Yeah, that's totally why GW doesn't go to big events in Europe, UK, and US. It's why they totally won't be at the Las Vegas Open(with a preview seminar to boot!).
Also why they totally haven't made games that are more oriented for tournaments like Warhammer Underworlds.
   
Made in gb
Longtime Dakkanaut




Might be worth noting that someone is running a quick poll over on reddit.

Poll - https://www.smartsurvey.co.uk/s/SOK42/

Reddit thread - https://www.reddit.com/r/WarhammerCompetitive/comments/eo8ejy/which_is_the_better_balanced_game_option_for_40k/

Might be worth adding more responses.
   
Made in us
Humming Great Unclean One of Nurgle






Wayniac wrote:
MiguelFelstone wrote:
 LunarSol wrote:
I don't really fault the ITC. They've done a great job with what they have.

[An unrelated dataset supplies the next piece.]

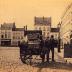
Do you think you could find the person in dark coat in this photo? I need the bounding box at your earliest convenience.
[47,35,55,61]
[40,36,45,62]
[45,37,50,62]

ITC wouldn't need to exist if GW had their together, it's a direct response to poor management. GW doesn't want anything to do with the tournament scene, it's been this way for decades.
maybe that's saying something then. Not everything needs to be turned into a competitive "sport" with world championships and cash prizes so average people can feel special for being "good" at a game.
Unfortunately, it will be. That is an unalterable reality.

Road to Renown! It's like classic Path to Glory, but repaired, remastered, expanded! https://www.dakkadakka.com/dakkaforum/posts/list/778170.page

I chose an avatar I feel best represents the quality of my post history.

I try to view Warhammer as more of a toolbox with examples than fully complete games. 
   
Made in us
Clousseau




Yep. You can't stop it. Its already a train thats in motion barreling down the tracks.